Les athlètes cis n'ont pas à plonger et à démystifier tous les mythes à notre sujet. Je pense que ce qui empêche réellement les gens de s'exprimer, c'est la façon dont la droite a qualifié nos vies de discutables. Des gens comme Missy Franklin, LeBron, Maya Moore, ils peuvent aider en déclarant simplement qu'ils croient que les personnes trans appartiennent. Je pense aussi que les personnes cis peuvent se demander ce qu'elles feraient si un membre de leur famille était attaqué dans le sport et comment elles s'organiseraient et parleraient en leur nom. Imaginez que c'était votre jeune frère, ou votre cousin, ou votre meilleur ami.

Vous avez été une voix puissante pour la justice sociale dans de multiples sphères tout au long de votre carrière, y compris votre rôle de leader au sein du Conseil de justice sociale de la WNBA. Quel est le problème au sein du W qui ne reçoit pas l'attention qu'il mérite ?
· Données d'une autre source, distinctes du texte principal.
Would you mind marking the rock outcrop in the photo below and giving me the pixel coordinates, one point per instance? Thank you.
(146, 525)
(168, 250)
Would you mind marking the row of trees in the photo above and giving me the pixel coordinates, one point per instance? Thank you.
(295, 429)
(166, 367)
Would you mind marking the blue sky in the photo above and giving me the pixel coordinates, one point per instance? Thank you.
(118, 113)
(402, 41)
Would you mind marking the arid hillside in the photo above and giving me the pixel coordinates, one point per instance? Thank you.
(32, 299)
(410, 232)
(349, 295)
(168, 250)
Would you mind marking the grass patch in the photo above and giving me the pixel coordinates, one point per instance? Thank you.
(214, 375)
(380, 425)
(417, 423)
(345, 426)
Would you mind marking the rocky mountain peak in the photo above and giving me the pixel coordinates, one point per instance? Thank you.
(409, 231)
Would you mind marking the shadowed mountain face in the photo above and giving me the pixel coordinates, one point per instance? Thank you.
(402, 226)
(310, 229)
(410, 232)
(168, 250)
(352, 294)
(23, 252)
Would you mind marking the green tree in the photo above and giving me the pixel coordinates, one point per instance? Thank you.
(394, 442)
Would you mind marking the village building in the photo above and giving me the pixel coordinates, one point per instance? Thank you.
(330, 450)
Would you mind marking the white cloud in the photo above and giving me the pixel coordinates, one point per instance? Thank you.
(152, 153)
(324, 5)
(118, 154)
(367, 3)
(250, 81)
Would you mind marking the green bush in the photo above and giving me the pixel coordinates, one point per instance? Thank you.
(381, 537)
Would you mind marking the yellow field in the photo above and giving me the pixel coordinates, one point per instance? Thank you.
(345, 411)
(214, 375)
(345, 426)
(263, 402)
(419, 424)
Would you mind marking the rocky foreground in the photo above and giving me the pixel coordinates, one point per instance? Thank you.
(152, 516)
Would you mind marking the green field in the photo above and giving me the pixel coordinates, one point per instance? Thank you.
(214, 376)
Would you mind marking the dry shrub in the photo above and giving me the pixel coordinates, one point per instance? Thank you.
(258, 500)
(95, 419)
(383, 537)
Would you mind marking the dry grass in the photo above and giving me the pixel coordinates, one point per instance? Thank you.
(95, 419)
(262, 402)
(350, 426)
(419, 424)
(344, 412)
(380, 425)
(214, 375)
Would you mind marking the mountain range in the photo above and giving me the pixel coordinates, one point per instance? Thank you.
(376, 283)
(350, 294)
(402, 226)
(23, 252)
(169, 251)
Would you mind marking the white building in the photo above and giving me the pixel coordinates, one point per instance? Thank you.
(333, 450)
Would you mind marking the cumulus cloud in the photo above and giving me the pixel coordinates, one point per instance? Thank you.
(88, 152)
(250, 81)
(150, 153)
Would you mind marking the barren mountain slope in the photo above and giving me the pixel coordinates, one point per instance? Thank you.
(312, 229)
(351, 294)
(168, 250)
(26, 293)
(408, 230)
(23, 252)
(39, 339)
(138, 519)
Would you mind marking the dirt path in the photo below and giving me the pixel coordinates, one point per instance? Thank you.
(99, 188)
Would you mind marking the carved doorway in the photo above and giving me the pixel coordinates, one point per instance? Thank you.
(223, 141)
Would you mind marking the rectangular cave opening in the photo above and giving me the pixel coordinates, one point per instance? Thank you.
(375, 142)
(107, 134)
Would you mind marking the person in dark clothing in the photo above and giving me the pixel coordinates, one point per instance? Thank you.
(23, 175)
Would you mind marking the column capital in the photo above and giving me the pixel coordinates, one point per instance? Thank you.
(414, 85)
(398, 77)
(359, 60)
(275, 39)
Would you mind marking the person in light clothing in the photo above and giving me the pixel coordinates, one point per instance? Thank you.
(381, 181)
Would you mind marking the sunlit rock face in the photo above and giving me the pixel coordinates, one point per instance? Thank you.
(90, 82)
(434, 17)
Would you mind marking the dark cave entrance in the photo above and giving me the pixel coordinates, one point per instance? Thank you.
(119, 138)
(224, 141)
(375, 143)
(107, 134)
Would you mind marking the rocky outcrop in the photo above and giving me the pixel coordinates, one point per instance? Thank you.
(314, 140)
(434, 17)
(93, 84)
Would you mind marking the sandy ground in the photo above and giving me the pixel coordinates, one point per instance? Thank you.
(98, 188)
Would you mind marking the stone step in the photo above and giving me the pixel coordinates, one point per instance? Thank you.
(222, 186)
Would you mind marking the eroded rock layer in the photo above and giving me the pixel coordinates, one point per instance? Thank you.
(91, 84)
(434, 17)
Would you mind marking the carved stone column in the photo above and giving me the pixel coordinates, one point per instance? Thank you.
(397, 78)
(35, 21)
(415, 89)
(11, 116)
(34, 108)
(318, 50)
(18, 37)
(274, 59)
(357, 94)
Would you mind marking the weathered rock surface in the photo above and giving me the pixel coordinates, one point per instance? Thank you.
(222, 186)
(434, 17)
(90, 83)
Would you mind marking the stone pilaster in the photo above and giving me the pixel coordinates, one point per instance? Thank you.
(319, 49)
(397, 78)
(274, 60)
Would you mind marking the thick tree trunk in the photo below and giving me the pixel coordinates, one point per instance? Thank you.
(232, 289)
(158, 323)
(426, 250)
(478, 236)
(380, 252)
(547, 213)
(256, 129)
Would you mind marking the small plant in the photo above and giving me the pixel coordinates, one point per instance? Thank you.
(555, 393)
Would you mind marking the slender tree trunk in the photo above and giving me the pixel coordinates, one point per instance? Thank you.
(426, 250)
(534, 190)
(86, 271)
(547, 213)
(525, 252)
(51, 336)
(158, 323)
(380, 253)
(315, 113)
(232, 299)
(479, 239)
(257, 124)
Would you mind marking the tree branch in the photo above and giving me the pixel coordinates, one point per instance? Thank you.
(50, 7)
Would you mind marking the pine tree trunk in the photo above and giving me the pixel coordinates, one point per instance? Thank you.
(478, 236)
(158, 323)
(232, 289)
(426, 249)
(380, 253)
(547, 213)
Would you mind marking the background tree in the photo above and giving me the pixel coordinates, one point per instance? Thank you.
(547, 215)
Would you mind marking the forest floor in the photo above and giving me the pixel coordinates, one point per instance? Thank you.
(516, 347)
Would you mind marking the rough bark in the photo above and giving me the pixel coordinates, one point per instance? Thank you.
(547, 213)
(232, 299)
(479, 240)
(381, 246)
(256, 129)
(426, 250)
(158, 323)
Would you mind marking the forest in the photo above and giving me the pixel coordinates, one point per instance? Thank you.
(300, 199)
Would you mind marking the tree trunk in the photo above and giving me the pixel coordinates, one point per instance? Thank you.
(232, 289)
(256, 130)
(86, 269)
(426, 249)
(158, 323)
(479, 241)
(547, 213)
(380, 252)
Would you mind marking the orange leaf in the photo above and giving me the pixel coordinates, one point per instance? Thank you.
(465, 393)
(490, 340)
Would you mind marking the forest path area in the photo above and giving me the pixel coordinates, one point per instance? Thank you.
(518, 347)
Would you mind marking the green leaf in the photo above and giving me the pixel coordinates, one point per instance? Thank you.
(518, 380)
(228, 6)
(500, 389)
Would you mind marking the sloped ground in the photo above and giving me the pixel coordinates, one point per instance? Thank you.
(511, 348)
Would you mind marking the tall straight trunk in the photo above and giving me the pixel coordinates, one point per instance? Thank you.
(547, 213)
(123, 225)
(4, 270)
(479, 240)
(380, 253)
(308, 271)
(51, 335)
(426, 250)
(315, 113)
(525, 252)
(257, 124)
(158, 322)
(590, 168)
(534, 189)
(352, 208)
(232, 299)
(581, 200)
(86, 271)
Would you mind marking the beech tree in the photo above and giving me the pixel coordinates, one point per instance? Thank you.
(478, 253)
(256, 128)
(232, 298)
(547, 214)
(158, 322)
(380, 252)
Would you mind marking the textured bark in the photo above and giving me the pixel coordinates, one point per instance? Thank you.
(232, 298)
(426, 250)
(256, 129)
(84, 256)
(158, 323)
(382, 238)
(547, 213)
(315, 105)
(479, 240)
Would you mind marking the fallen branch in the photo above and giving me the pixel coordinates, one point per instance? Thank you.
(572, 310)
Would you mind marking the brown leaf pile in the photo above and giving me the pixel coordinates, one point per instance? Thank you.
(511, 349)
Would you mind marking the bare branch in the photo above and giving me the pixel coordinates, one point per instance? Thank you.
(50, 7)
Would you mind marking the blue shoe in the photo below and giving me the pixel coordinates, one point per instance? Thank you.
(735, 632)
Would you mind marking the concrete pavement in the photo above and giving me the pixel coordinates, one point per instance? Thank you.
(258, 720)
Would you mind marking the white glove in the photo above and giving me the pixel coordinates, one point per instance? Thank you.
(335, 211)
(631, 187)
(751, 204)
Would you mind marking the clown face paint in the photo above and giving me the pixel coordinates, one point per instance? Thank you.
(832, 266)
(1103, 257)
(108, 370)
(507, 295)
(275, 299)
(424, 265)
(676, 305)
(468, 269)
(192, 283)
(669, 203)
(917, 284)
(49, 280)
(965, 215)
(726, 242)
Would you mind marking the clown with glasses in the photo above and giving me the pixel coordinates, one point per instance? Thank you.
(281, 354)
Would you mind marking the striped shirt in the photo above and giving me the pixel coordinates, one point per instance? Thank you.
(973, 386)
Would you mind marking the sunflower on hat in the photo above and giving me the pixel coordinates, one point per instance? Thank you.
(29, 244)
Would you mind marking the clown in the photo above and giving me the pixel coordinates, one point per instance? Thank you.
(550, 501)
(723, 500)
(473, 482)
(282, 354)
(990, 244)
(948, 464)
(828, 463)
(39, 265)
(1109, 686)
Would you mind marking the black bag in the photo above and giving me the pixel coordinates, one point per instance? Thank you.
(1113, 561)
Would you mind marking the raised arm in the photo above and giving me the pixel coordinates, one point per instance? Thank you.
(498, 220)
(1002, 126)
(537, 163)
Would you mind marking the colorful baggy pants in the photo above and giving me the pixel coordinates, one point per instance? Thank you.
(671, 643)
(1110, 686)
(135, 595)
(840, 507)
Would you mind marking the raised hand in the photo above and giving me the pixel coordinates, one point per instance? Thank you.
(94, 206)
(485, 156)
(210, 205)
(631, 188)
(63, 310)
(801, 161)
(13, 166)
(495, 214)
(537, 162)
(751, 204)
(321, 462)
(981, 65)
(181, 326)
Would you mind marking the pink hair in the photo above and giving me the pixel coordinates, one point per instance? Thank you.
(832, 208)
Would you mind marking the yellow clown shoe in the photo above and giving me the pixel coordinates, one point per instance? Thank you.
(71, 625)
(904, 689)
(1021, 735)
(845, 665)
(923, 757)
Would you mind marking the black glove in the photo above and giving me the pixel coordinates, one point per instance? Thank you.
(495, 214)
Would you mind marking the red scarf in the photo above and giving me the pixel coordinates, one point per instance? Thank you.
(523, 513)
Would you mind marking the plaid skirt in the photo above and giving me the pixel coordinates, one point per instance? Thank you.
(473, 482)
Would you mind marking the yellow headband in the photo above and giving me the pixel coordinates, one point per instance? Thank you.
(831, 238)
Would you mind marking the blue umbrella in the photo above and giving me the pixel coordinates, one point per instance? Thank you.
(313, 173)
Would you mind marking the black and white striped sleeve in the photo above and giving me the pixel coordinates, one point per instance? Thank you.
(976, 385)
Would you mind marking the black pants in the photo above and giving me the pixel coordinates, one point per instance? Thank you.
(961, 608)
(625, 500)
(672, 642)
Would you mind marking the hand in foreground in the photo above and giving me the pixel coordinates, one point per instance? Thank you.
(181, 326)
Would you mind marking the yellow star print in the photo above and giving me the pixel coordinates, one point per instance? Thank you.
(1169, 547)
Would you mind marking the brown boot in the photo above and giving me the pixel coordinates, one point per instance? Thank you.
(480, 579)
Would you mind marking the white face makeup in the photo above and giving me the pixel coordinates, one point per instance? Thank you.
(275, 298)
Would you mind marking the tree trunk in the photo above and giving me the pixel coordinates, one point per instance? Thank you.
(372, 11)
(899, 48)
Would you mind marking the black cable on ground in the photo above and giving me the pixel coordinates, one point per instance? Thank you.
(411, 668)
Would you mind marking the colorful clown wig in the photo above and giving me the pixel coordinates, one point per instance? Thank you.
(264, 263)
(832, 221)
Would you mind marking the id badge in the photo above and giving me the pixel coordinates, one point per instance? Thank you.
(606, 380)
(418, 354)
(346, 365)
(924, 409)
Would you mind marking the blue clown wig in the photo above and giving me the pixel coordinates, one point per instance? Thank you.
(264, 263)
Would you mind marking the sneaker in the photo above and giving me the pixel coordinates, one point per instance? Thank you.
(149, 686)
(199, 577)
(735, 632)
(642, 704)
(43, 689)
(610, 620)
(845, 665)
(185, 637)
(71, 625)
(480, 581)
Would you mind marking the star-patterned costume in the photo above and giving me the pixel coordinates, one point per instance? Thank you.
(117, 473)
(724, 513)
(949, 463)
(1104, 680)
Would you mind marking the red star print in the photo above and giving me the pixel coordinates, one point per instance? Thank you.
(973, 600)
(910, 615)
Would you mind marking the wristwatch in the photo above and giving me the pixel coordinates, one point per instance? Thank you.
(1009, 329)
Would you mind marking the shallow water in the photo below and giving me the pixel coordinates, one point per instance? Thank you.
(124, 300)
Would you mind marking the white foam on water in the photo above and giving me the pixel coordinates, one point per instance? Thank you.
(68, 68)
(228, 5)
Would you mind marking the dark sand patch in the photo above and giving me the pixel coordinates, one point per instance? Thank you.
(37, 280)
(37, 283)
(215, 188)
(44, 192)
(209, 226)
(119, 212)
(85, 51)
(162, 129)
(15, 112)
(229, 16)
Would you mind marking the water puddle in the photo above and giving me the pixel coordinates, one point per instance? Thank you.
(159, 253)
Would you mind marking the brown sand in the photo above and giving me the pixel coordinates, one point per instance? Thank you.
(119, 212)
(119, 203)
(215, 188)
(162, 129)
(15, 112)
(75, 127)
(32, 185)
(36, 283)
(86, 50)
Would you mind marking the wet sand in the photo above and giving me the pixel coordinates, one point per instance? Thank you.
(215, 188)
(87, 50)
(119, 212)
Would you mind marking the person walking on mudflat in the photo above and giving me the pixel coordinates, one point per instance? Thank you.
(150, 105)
Oh mon Dieu, il y en a tellement, mais la façon dont je veux répondre à cette question est de parler de l'attente que les joueurs de la WNBA devraient continuer à s'organiser de la même manière que nous l'avons fait en 2020 sans ressources appropriées, le tout au profit d'une société. L'épuisement professionnel est un problème avec lequel j'ai lutté au sein du conseil et du syndicat. Nous ne sommes pas payés pour faire partie du conseil. On fait ça parce qu'on s'en fout. Mais pour que W, une société, profite de notre travail, je pense qu'il y a un rapport de force inégal. J'aimerais donc que le Conseil de justice sociale soit financé et que les personnes qui y siègent soient rémunérées. Sans cela, ce n'est pas durable. Et nous devrions parler de la façon dont la justice sociale dans le sport est devenue une attente, ce qui est cool, mais que font les ligues, AKA corporations, pour créer la durabilité ? Ces initiatives ne peuvent pas être uniquement dirigées par les joueurs ; ils doivent être pour le bien-être des joueurs.

En tant que personnes trans, on s'attend si souvent à ce que nous parlions de la douleur souvent attachée à nos vies. Mais je veux terminer sur une note joyeuse. Qu'aimez-vous dans le fait d'être trans?

Tout. [ Des rires]

D'accord! Entretien terminé.

[ Des rires] C'est juste magique. J'aime à quel point être trans me fait sortir des sentiers battus dans chaque partie de ma vie, car je ne rentre parfaitement dans aucune catégorie. Et j'aime le fait que ce qui rend difficile d'être trans est aussi ce qui peut le rendre beau, comment être trans et non binaire signifie exister en dehors de tout. Cela me donne une perspective unique sur la liberté.

Cette interview a été éditée et condensée pour plus de clarté.